I have faced the astonishment and concern of friends and loved ones who have exclaimed “But how can you forgive that?” and I have shrugged and smiled and told them that I don’t condone or excuse the past actions, but that forgiveness is better for my wellbeing than anger. Because it is. Forgiveness is better for me.

Forgiveness is only one step on the healing journey, but it is an important one. I will never forget, I cannot forget, but when I am ready I will let go of each burning ember and forgive. I cannot forgive all at once, for me it is a gradual process of understanding, acceptance and release.  Slowly but surely I learn to heal myself.
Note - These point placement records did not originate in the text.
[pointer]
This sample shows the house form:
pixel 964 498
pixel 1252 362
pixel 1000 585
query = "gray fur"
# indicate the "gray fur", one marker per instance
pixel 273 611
I stand whole, broken and stitched back together, scarred and sacred in my completeness, but I stand in my own power.

I am me. Powerful, scarred, sacred me.

.

The Science of Happiness

This post is part of the Pagan Blog Project 2014. 

Pagan Blog Project 2014

Pagan Blog Project 2014

Comments
  1. Anonymous says:

    My own path to forgiveness remains ongoing. Each time I think my journey has ended, those who put me there in the first place re-route me once more. 2 steps forward, 1 back. It’s slow progress, but progress nonetheless.
    Thank you, I am glad to read that it *is* possible.

    Like

    • I honestly don’t think the journey ever ends, because the more we explore our own souls the more we find. I believe that like a book we can turn a page and end a chapter of our lives, but our story is ongoing. Sometimes the same characters resurface later in our story, but each time we grow from the encounter and our story becomes more complex and more complete. Progress can certainly be slow and painful, it often is for me, but as you say – it is progress. I stand by you as you strive for forgiveness – it is no easy journey, but it is a powerful one. Blessings, Romany. x

      Like

  2. Wytchfawn says:

    Forgive, but never forget.

    Like

    • To forget would be to forget who we are, but memory, like scars, will fade over time. Allowing that natural progression is a part of the healing process I think. It fades into the background of who we are as we paint a new future for ourselves.

      Thank you for sharing.

      Like

  3. katyking26 says:

    This really resonates with me as my current novel in progress is loosely autobiographical and includes themes of rape, abuse of power and obsession. I hadn’t realised how important the subject of forgiveness was until I was set a writing task in group therapy and asked to read aloud. The reactions were quite varied ranging from nods, murmurs of agreement and tears. I am guilty of holding on to those embers and I hadn’t appreciated just how much they burned me and cast a glow on my present, not just my past. I am learning to let go. I refuse to give head space, energy or power to the people who have hurt, abused or bullied me. I may bear the scars from my past but my future is my own and I will choose the paths I walk down without being weighed down with the burden of self-loathing, self-doubt and shame. I forgive not for the sake of others but because I am learning to love myself (or at least tolerate) and that means letting go and allowing the healing process.
    Your post has really inspired me and ignited my passion for writing my novel.
    Bright blessings

    Like

    • Hey Katy, I am so glad you found inspiration in my post, and thank you so much for sharing your story. I completely agree that the past makes us who we are today, but the future is who we are tomorrow – and that future is open to our own creation. I wish you well in your healing journey, and I hope that writing enables that healing (it certainly helped me).